E se Mauro ha scelto di dire addio al suo lavoro, Manuel Micheli ha deciso di metterlo a servizio di Paolo e del suo viaggio per un reportage che mira a sensibilizzare l’opinione pubblica per mostrare le difficoltà che vive quotidianamente un disabile non solo a causa delle barriere architettoniche ma anche e soprattutto delle barriere mentali che, afferma Manuel, «sono le più alte e le più difficili da superare».

Manuel, fotografo per passione e professione, perché hai scelto di seguire Paolo in questo viaggio e di immortalare tutti i suoi momenti?

«Sono sempre stato molto affascinato dalle persone che invece di lamentarsi della propria situazione cercano di superare l’ostacolo e le barriere e di intraprendere qualcosa di insolito come può essere questo viaggio qui che esce, per l’appunto, dai canoni comuni. Ho letto un articolo, pubblicato da un giornale di Merate, nel quale si raccontava la storia di Paolo che annunciava la sua partenza (mancavano due mesi all’inizio del viaggio): mi è scattata la scintilla e l’ho contattato per chiedergli di accompagnarlo e documentare questo viaggio che non è mai stato tentato prima in Italia da un disabile. Credo sia importante documentare una traversata simile sia per mostrare le barriere architettoniche e, dunque, l’approccio fisico che ha un disabile con le difficoltà strutturali ma soprattutto con quelle mentali che sono molto più alte rispetto alle barriere architettoniche».

La fotografia oggi si sta mostrando un valido strumento per sensibilizzare, informare. Pensi di aver avuto riscontro grazie alle tue foto?

«Sì, credo di aver avuto riscontro e spero di averne molto di più. Spero di rimanere sullo stesso filone che hanno Paolo e Mauro, nell’approccio di questo viaggio qui; auspico che questo reportage fotografico che verrà prodotto serva, in futuro, a un disabile che guarderà le mie foto, come fonte d’ispirazione, per indurlo a emulare un viaggio simile, provando a sorpassare i propri limiti che magari tante volte sono auto imposti dalla paura o altre circostanze sociali o di famiglia che ti impediscono di fare un viaggio così ma non c’è un motivo reale per cui tu hai un impedimento ad affrontare una cosa simile. Spero che serva d’esempio, in futuro, per altre persone anche non disabili perché ci sono persone normodotate che sono più disabili di Paolo».

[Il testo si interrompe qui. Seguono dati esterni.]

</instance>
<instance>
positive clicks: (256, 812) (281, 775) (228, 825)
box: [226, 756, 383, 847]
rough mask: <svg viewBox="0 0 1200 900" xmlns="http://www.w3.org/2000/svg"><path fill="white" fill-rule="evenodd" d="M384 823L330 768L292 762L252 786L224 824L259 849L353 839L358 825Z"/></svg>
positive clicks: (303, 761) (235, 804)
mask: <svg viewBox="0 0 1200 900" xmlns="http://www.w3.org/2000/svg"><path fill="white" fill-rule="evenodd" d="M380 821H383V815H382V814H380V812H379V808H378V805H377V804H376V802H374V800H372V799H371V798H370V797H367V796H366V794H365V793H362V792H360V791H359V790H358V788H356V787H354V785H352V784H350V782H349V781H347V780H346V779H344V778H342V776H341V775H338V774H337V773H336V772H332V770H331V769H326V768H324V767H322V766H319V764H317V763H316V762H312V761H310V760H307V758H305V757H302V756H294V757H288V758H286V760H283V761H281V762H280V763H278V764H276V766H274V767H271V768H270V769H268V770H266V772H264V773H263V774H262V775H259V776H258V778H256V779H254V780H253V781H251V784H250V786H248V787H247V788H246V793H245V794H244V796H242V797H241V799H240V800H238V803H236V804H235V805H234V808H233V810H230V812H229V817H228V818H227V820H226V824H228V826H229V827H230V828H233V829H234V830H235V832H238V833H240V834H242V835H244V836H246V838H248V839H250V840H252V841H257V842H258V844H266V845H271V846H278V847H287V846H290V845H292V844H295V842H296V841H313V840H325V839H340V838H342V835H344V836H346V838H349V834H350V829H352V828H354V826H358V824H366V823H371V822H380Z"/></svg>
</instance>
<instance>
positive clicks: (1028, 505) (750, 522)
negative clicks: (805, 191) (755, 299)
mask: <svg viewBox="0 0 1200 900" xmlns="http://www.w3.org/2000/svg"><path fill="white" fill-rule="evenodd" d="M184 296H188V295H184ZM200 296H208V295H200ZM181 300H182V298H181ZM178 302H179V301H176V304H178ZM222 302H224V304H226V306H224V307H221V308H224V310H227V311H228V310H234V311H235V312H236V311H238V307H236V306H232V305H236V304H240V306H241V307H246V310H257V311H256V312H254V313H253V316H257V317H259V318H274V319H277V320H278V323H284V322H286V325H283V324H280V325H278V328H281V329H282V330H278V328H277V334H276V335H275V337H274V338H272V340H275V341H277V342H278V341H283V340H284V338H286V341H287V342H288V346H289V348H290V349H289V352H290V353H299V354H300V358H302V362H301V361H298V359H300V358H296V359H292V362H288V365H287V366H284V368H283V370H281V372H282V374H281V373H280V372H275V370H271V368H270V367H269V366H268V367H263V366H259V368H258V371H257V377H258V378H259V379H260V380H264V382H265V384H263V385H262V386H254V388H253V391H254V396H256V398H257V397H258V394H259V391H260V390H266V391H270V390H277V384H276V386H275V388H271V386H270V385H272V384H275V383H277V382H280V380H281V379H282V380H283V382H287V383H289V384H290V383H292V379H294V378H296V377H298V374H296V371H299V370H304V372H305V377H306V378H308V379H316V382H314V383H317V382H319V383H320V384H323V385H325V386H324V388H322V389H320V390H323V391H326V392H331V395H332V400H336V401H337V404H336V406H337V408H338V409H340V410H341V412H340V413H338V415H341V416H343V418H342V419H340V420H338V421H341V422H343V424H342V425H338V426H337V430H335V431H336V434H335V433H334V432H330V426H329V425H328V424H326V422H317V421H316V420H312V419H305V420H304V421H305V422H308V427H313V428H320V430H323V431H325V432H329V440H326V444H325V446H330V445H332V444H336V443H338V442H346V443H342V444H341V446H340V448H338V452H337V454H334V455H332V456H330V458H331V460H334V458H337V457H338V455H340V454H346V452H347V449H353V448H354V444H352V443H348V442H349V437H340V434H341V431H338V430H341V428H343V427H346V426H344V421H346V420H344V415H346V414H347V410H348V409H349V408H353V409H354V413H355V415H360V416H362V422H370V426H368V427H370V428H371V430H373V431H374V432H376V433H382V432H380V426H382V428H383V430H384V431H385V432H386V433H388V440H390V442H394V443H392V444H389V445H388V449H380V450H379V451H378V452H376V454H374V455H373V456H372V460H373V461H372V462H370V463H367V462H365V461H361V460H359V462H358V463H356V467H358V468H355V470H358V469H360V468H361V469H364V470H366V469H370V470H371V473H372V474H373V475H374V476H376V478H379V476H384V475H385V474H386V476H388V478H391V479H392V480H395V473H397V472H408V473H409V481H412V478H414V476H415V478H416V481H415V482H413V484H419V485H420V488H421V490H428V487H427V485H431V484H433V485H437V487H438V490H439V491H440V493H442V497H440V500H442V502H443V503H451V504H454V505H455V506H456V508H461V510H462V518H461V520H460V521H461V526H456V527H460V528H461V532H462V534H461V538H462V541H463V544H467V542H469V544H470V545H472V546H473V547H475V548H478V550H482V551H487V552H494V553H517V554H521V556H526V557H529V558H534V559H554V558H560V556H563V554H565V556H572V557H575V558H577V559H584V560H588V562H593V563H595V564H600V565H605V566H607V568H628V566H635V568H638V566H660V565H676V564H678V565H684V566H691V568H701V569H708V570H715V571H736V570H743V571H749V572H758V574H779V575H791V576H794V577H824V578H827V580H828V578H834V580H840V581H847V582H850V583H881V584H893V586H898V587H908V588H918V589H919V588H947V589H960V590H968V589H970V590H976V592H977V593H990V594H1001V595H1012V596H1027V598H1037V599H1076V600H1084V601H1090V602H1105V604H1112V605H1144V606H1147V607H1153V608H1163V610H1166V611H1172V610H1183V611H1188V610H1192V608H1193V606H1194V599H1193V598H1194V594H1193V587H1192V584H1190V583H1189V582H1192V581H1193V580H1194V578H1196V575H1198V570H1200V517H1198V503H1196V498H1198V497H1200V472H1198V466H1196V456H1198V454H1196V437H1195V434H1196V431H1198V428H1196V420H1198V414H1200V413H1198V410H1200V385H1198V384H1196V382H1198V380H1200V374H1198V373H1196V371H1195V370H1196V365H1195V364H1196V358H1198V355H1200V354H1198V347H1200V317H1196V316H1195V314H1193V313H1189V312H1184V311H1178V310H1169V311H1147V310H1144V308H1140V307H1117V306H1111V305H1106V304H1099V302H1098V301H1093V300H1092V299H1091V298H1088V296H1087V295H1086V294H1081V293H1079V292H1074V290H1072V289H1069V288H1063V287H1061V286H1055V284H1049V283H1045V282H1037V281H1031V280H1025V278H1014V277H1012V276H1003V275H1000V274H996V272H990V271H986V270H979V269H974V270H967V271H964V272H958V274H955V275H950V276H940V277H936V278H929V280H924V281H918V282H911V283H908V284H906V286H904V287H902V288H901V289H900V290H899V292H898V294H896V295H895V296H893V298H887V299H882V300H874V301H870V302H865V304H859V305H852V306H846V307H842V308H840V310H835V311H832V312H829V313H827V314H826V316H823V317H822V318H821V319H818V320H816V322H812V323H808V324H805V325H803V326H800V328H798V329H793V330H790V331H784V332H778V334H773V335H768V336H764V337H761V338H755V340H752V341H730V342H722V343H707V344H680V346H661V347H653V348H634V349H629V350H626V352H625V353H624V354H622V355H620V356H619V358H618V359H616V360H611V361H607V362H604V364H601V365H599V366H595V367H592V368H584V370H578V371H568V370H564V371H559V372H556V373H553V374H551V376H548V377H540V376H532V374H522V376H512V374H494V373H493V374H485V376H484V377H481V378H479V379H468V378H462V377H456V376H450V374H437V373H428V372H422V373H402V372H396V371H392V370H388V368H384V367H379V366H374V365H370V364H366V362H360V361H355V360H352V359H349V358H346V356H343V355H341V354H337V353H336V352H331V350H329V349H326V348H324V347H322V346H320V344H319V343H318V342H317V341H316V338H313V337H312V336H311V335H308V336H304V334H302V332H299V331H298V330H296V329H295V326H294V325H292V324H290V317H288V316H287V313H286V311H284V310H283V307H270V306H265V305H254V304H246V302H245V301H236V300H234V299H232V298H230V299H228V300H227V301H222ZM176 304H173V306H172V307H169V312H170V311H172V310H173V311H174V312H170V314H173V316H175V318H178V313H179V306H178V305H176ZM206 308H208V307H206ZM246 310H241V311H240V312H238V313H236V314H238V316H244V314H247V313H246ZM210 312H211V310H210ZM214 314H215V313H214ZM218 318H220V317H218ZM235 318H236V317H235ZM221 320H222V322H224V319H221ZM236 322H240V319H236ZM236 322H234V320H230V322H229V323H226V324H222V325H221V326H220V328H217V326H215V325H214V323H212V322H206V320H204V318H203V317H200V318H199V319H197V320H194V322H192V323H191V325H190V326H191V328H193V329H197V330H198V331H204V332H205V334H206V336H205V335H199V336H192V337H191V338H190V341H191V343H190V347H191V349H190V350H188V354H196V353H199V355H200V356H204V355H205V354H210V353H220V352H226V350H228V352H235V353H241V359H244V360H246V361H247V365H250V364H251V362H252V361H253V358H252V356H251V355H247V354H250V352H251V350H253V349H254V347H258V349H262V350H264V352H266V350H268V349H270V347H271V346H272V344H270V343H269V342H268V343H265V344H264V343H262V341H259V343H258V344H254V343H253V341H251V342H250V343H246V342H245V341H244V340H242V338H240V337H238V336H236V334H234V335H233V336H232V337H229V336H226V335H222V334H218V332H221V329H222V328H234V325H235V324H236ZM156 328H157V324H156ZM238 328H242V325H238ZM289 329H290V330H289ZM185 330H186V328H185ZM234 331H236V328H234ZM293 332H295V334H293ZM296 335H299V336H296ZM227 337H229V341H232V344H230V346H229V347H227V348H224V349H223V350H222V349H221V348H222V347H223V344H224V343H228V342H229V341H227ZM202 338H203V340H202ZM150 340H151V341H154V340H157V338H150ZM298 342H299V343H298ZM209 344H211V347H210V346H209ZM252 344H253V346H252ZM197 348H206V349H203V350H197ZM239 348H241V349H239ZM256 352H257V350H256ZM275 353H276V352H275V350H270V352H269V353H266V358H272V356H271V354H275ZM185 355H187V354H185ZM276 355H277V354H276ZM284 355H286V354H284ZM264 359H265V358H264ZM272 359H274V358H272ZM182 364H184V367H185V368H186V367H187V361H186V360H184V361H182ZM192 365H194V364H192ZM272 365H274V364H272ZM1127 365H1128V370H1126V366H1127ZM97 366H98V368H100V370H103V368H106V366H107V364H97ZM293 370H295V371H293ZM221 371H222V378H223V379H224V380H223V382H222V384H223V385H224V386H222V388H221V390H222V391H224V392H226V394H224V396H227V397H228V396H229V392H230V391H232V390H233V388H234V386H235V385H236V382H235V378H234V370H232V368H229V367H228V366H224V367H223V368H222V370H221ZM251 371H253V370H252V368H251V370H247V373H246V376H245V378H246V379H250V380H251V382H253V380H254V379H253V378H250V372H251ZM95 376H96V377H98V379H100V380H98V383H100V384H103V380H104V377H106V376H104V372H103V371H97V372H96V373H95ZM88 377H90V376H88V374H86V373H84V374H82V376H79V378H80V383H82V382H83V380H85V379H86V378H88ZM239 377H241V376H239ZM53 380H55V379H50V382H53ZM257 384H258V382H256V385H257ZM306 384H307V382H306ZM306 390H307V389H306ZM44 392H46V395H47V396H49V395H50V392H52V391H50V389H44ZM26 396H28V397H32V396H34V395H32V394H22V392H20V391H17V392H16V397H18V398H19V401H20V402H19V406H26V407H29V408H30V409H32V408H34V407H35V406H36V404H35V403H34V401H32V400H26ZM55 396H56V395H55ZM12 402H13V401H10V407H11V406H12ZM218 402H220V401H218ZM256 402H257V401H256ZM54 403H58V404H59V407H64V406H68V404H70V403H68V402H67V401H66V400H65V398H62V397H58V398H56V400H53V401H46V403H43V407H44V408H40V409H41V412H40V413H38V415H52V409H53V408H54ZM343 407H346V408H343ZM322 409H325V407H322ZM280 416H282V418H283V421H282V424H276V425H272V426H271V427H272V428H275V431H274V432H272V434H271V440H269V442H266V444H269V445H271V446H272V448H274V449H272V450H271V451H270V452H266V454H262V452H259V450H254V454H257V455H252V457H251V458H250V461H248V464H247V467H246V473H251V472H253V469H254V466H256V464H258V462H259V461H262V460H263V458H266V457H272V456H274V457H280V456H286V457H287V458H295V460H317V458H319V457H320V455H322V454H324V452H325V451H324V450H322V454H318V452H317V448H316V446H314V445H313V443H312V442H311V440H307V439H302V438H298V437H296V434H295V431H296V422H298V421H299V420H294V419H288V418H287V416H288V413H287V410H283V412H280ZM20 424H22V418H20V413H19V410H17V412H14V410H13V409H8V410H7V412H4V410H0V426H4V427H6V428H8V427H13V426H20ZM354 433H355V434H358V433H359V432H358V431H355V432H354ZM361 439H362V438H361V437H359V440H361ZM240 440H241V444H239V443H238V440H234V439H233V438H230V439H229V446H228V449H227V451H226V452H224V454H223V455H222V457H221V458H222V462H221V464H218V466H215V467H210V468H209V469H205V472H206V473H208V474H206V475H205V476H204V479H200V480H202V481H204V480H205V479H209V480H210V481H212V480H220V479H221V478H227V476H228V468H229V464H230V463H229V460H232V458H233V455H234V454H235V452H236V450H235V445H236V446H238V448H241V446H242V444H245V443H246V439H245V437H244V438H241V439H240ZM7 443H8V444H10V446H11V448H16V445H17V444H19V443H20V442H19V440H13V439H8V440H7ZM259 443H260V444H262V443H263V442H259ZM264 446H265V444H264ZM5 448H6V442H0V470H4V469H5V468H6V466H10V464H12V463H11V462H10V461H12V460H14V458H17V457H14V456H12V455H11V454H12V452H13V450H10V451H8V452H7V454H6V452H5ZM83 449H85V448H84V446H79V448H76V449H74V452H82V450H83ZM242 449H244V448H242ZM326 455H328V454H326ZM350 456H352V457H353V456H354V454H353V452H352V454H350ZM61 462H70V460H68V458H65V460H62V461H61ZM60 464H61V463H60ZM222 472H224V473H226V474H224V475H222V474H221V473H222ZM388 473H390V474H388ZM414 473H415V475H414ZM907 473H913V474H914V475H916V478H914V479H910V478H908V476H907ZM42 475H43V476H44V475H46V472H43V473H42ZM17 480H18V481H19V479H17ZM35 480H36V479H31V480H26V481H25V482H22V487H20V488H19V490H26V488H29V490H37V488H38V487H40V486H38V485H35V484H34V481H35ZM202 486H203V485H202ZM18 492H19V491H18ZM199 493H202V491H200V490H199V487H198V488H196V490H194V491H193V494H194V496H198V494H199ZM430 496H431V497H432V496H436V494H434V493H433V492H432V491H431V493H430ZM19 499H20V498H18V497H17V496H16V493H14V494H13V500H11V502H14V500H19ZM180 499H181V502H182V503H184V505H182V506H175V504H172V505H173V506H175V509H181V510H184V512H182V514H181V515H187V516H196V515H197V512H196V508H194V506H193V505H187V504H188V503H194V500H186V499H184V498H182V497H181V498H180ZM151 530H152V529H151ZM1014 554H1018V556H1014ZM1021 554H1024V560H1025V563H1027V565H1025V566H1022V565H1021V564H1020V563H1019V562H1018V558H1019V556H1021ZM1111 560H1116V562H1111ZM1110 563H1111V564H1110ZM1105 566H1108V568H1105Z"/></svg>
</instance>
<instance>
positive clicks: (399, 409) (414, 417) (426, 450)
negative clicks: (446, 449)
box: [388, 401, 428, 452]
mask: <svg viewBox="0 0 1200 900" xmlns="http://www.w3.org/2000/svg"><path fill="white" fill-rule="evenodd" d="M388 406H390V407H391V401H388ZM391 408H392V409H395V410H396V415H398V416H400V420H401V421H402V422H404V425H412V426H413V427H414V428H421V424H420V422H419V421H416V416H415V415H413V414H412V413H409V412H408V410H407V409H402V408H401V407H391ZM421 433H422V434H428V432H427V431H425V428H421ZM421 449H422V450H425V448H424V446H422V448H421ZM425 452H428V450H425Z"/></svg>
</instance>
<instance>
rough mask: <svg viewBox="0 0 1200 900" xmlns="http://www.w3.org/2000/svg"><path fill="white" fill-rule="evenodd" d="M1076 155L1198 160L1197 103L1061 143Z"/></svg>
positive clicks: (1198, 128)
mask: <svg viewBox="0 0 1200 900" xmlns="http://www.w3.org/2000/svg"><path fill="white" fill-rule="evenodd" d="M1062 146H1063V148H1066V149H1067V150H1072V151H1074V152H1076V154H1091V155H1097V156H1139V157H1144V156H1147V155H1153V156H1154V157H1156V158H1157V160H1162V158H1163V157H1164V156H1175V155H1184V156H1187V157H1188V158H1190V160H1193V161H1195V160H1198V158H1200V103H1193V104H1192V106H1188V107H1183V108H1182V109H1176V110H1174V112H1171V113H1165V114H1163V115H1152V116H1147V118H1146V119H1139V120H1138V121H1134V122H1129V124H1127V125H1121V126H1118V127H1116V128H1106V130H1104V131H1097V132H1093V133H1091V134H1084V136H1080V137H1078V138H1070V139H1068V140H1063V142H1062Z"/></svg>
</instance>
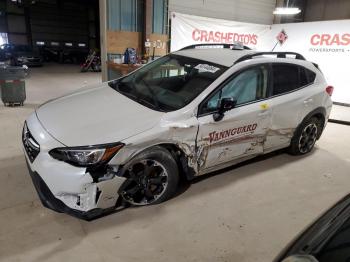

Di fatto, siete tre sconosciuti che, per caso, intraprendono un’avventura insieme, per caso diventano amici. Cosa ne sarà, dopo, di Rotellando verso Sud, cosa ne sarà di voi tre?

«Sicuramente rimarremo grandissimi amici perché da tre sconosciuti che eravamo ci siamo trovati a condividere ogni giorno chilometri su strada, a dividere la stanza da letto, situazioni intime difficili ma anche molto belle. Rimarrà un legame molto forte e, in futuro, si spera di continuare su questa onda che è stata fatta partire dallo spirito di Paolo e continuare a sensibilizzare sulle tematiche della disabilità a 360 gradi e si spera che sia utile, in futuro, per i disabili».

Cosa porterai a casa di quest’esperienza?

«Porto a casa un grandissimo bagaglio culturale: conoscevo la disabilità ma non le difficoltà o le normative. Mi sono documentato parecchio prima di partire ma tornerò con idee sicuramente diverse da quelle iniziali, perché un conto sono le cose su carta e un conto è toccarle da vicino, con un disabile, cosa che non avevo mai avuto occasione di fare, prima. Tornerò arricchito sia a livello umano che di cultura mia personale, di nozioni, e anche a livello fotografico perché è un reportage molto interessante e si tratta della prima volta che porto avanti un reportage per più di 30 giorni. E’ stata anche una bella sfida con me stesso».